Monday, February 15, 2010

How to Measure your Online Marketing Efforts


Recently I was reading about click-thru rates of webpage ads and it hit me.

The web people are wrong.

The way to measure has not changed in the past 100+ years. (Even though the Internet is only 40 years old.)

The web people say that measuring your online marketing efforts is easy. All the data is available. Real Numbers, not estimates.

Traditional Media can give you estimates of who is seeing your ad with traffic counts for Billboard exposure, Nielsen ratings for Television shows, Arbitron ratings for Radio stations, Circulation numbers for Print, etc.

But all of these measurements are designed to measure who is watching, hearing, seeing, or reading the advertising medium, not the results that each business receives.

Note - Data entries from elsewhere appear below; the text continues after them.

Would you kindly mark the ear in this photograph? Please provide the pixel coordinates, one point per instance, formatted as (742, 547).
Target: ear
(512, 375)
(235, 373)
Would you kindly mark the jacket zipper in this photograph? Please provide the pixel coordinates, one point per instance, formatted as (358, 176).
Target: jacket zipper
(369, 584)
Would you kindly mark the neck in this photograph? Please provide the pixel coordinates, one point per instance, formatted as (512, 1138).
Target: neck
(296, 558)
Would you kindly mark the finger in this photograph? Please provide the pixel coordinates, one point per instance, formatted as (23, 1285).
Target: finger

The real measure of the effectiveness of your advertising and marketing is results. Is your company doing better than it was last year? Or perhaps the question might be is your company gaining market share compared to your competitors?

Unless there is only ONE way for people to hear about your business, then all advertising analysis are flawed. And when you consider word of mouth along with advertising, you'll see that there is always more than ONE way for people to hear about you.

So, when I first talk to a client, I want to know all of the methods and medias they are using to spread the word about what they are doing. This includes paid advertising, and free efforts.

Next I want to make sure we are presenting a consistent message in all areas.

Can you measure the results of any marketing efforts accurately? Not really. At least not in the manner that the medias are trying to sell to you.